Having survived the collapse of civilization as a child, Kirsten has an ambivalent relationship to the time before the pandemic and to memory itself, and has lost many memories due to tragedy. For example,  she forgets the entire first year of her life after civilization collapsed and she lost her parents. She tells Diallo that she believes that the less one remembers, the better equipped they are to survive in the world after the collapse. However, she also spends much of her time outside of the symphony searching for clues about the past and for ways to understand her life before, especially through her hunt for tabloids and books about Arthur. Arthur is part of the last experience she remembers about civilization, and so she searches the rubble of a lost world for clues as to who she was. 

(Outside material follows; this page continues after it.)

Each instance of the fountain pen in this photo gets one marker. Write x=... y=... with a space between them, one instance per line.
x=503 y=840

Throughout the novel, Kirsten struggles to do more than survive as the new world’s brutality wars with the beauty of art and of the everyday. She marks her body with dagger tattoos which represent the people she’s killed. This demonstrates that the new world’s brutal realities never leave her. The violence required to exist in this world weighs heavily on Kirsten, and she is haunted not only by those she’s lost but by those she’s killed, too. Her other tattoo, which says “Survival is insufficient,” illustrates Kirsten’s commitment to finding art and beauty in the world. The primary characteristic of both Kirsten as a child and Kirsten in the post-pandemic world is her love of acting. As a child, after Arthur dies, Kirsten tells Jeevan that the thing she loves most in the world is acting. When Kirstin is an adult, Mandel echoes these sentiments by revealing that Kirsten never feels more alive or less afraid than when she’s acting in the symphony. It is through acting and through bringing art to the new, brutal world that Kirsten finds meaning in life, and discovers that she can do more than merely survive.